Recent experimental work has shown that starvation (nutritional stress) affects the susceptibility of tsetse flies to trypanosome infection (Kubi et al
. 2006), and this is true for teneral and non-teneral flies (Akoda et al. 2009a
), as well as for the offspring of nutritionally stressed female tsetse (Akoda et al. 2009b
). The results of the global sensitivity analysis effectively underline the possible implications of these findings for the epidemiology of human Trypanosomiasis, because the susceptibility of tsetse was consistently identified as an important factor for R0
. That is, periods of nutritional stress that increase susceptibility of flies above what is normally reported would be predicted to have a large effect on R0
. These same results also give broad support for control strategies aimed at further increasing refractoriness in flies (Durvasula et al. 1997
; Rio et al. 2004
), suggesting that changes to this parameter may in fact be enough to bring R0
below 1. Although such methods may be a long way from being applied in the field, they are attractive to consider because the statement applies to both East and West African sleeping sickness. Finally, we note that flies carrying mature infections (infective to humans) have been found to have reduced survival such that infectivity to humans comes at a high cost to the parasite (Welburn and Maudlin, 1999
). Such a relationship between infectivity and maturation exacerbates the already narrow window of infectiousness that is a weakness in the transmission cycle. This may explain the moderate sensitivity values in the model results for mean survival of tsetse.

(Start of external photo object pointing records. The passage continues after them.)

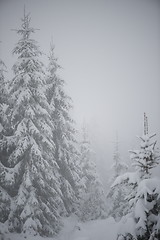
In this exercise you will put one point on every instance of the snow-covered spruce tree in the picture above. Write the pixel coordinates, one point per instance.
(30, 173)
(65, 153)
(4, 197)
(145, 216)
(93, 201)
(116, 202)
(3, 98)
(118, 167)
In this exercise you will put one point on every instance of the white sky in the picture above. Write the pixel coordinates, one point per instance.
(110, 54)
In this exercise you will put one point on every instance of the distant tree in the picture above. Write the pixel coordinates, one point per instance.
(65, 153)
(93, 202)
(145, 215)
(29, 173)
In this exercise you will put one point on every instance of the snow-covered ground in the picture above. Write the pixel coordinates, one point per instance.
(73, 230)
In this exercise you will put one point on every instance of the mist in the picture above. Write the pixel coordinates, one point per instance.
(110, 54)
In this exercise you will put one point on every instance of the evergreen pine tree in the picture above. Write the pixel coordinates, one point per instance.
(29, 173)
(145, 215)
(116, 202)
(65, 153)
(93, 202)
(3, 98)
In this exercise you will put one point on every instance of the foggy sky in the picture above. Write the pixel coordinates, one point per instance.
(110, 54)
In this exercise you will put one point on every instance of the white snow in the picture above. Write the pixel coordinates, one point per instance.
(74, 230)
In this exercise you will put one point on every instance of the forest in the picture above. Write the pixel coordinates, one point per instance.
(48, 178)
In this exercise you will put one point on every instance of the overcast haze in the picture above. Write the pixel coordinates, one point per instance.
(110, 54)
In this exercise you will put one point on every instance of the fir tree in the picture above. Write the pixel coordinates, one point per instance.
(66, 154)
(29, 173)
(93, 202)
(3, 98)
(116, 202)
(145, 215)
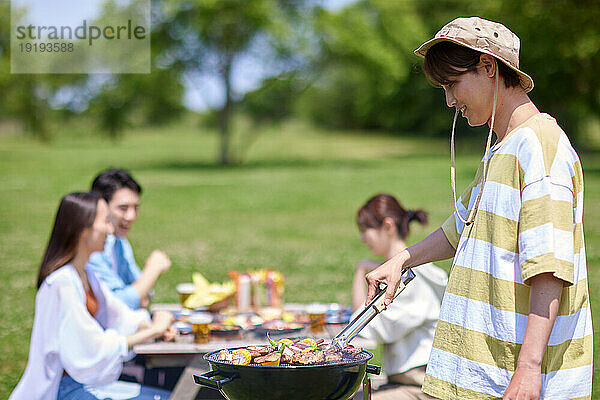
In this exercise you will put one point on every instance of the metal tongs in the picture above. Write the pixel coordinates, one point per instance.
(376, 306)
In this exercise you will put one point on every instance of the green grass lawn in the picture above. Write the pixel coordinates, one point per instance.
(289, 207)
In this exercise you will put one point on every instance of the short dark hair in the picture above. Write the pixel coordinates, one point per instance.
(383, 205)
(109, 181)
(446, 60)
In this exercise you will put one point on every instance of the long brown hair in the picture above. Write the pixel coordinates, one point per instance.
(76, 212)
(382, 206)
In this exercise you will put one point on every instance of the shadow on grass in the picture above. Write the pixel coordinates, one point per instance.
(279, 163)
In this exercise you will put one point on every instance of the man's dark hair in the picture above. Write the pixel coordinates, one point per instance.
(108, 182)
(445, 61)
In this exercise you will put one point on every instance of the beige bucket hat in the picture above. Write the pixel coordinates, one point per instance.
(485, 36)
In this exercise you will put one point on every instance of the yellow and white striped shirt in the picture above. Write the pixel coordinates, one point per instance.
(529, 222)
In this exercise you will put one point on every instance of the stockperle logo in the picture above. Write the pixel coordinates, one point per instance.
(68, 36)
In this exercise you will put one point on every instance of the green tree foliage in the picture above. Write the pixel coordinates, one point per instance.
(212, 36)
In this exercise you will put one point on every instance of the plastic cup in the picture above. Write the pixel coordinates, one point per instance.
(185, 290)
(316, 313)
(201, 327)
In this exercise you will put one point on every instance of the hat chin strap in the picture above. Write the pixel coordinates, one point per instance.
(471, 218)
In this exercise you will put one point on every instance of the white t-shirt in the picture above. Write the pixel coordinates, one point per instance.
(65, 337)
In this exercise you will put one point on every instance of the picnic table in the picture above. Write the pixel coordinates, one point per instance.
(185, 353)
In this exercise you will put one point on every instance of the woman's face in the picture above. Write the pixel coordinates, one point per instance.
(100, 228)
(377, 240)
(472, 94)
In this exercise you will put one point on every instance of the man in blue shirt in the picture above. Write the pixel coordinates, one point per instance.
(116, 266)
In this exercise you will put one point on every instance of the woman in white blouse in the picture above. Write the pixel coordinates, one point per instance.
(407, 326)
(81, 332)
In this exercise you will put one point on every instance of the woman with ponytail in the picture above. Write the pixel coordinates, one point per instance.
(81, 332)
(407, 326)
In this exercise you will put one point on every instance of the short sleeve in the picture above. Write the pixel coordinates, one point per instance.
(546, 225)
(88, 353)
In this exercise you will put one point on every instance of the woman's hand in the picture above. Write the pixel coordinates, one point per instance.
(434, 247)
(526, 384)
(389, 273)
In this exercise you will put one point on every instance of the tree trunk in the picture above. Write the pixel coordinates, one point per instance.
(225, 112)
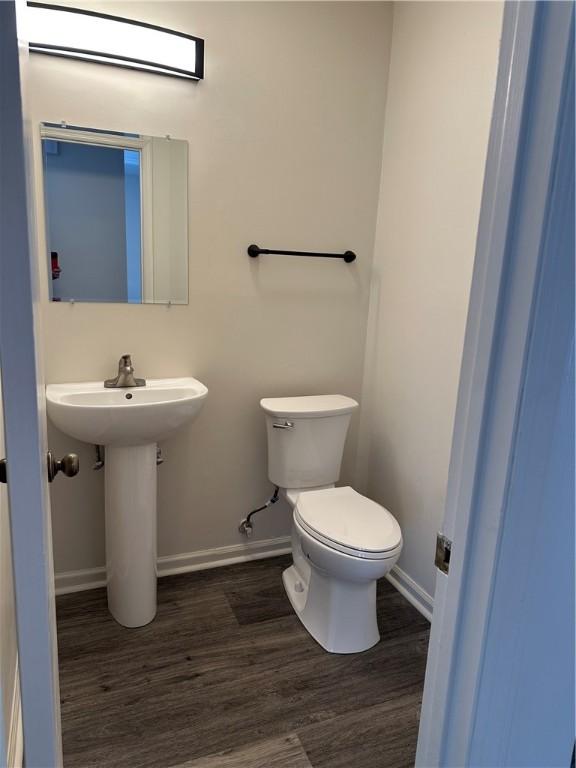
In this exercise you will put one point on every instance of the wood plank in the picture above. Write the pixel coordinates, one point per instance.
(284, 752)
(196, 682)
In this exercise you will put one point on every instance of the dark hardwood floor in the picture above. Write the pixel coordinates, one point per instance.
(226, 677)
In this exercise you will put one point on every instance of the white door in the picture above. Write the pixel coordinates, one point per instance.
(499, 687)
(25, 428)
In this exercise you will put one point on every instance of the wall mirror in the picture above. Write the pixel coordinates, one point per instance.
(116, 216)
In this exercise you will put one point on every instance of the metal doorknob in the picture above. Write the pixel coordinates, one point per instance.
(69, 465)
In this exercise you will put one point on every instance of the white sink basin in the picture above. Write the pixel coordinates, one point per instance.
(132, 416)
(129, 422)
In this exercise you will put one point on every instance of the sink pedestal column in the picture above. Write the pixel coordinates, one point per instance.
(131, 533)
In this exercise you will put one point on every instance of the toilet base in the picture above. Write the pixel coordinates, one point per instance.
(340, 615)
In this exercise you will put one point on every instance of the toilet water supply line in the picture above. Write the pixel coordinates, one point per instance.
(245, 526)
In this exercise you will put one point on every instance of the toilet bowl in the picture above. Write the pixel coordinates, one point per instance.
(342, 542)
(332, 581)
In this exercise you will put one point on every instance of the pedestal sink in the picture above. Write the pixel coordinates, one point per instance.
(129, 423)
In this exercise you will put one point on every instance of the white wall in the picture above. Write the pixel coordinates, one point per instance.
(440, 92)
(285, 140)
(8, 643)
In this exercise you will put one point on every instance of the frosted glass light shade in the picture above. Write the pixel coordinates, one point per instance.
(90, 36)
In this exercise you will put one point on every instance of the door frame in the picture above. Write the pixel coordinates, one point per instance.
(25, 421)
(535, 51)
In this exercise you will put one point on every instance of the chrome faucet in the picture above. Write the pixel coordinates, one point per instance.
(125, 376)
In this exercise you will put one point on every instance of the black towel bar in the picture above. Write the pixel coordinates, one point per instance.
(254, 251)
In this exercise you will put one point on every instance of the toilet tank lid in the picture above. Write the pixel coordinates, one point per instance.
(309, 407)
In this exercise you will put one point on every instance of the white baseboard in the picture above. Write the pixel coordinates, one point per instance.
(412, 591)
(15, 747)
(91, 578)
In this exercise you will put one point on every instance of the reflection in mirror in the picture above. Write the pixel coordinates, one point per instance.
(116, 216)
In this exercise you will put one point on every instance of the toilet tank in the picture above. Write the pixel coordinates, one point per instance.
(306, 438)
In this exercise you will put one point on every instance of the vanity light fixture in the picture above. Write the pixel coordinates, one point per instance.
(90, 36)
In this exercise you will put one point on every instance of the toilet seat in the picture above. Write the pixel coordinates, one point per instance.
(345, 520)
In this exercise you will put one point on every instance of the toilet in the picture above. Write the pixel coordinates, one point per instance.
(342, 542)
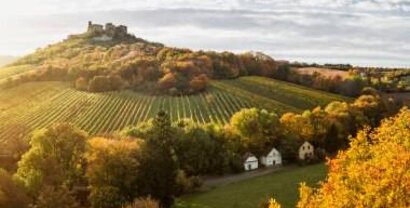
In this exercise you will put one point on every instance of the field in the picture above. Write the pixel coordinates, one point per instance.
(323, 71)
(8, 72)
(36, 105)
(282, 185)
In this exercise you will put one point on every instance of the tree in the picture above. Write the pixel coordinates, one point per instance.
(56, 158)
(158, 166)
(81, 84)
(258, 129)
(147, 202)
(51, 197)
(299, 125)
(112, 166)
(373, 172)
(11, 194)
(198, 153)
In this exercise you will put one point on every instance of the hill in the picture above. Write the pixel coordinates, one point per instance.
(283, 185)
(4, 60)
(109, 59)
(40, 104)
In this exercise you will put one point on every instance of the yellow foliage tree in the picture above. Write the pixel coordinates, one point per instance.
(373, 172)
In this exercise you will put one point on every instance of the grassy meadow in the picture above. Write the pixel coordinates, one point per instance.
(282, 185)
(41, 104)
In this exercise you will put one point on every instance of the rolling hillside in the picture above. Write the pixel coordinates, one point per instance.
(40, 104)
(4, 60)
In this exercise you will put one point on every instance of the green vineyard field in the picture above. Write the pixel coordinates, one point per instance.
(37, 105)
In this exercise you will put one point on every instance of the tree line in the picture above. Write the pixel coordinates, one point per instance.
(64, 167)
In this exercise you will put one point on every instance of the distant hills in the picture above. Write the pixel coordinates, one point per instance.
(4, 60)
(108, 58)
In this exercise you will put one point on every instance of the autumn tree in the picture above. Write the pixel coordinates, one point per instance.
(198, 152)
(11, 194)
(373, 172)
(258, 129)
(299, 125)
(56, 158)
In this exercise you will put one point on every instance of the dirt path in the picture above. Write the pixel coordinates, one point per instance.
(212, 182)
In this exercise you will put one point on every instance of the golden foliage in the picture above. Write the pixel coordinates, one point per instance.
(373, 172)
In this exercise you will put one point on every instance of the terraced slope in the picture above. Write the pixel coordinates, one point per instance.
(8, 72)
(36, 105)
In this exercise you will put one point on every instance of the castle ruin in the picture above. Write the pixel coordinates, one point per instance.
(110, 30)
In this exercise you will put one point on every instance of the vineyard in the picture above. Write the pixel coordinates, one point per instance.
(37, 105)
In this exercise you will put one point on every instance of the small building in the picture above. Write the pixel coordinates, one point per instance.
(306, 150)
(272, 158)
(250, 162)
(95, 28)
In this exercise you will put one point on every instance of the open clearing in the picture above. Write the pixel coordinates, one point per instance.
(282, 185)
(323, 71)
(41, 104)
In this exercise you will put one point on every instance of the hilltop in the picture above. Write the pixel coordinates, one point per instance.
(109, 58)
(4, 60)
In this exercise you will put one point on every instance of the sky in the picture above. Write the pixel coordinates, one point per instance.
(359, 32)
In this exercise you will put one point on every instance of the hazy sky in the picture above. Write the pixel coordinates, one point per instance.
(361, 32)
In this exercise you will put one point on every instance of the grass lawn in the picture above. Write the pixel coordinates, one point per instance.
(282, 185)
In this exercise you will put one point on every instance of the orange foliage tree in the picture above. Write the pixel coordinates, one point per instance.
(373, 172)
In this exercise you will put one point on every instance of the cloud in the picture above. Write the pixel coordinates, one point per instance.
(365, 32)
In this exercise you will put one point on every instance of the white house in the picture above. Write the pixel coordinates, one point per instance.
(306, 150)
(272, 158)
(250, 162)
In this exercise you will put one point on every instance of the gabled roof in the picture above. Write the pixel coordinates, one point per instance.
(265, 153)
(247, 155)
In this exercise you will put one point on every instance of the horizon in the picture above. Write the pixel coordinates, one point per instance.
(361, 33)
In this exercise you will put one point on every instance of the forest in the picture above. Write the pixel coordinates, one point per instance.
(159, 160)
(134, 63)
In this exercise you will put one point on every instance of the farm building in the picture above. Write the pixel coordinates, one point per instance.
(273, 157)
(250, 162)
(306, 150)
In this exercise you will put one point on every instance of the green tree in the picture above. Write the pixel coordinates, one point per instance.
(56, 158)
(158, 166)
(11, 194)
(199, 153)
(112, 166)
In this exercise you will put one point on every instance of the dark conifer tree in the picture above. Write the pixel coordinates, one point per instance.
(158, 168)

These results suggest that sustained tsetse control (that lowers the mean survival of flies over a period of years) should have strong effects on sleeping sickness. Lowering the mean survival narrows the window of opportunity for infectious flies and decreases the likelihood that a fly will live long enough to become infectious at all. It also does not require that tsetse be eliminated altogether, effectively sidestepping the problems associated with achieving eradication.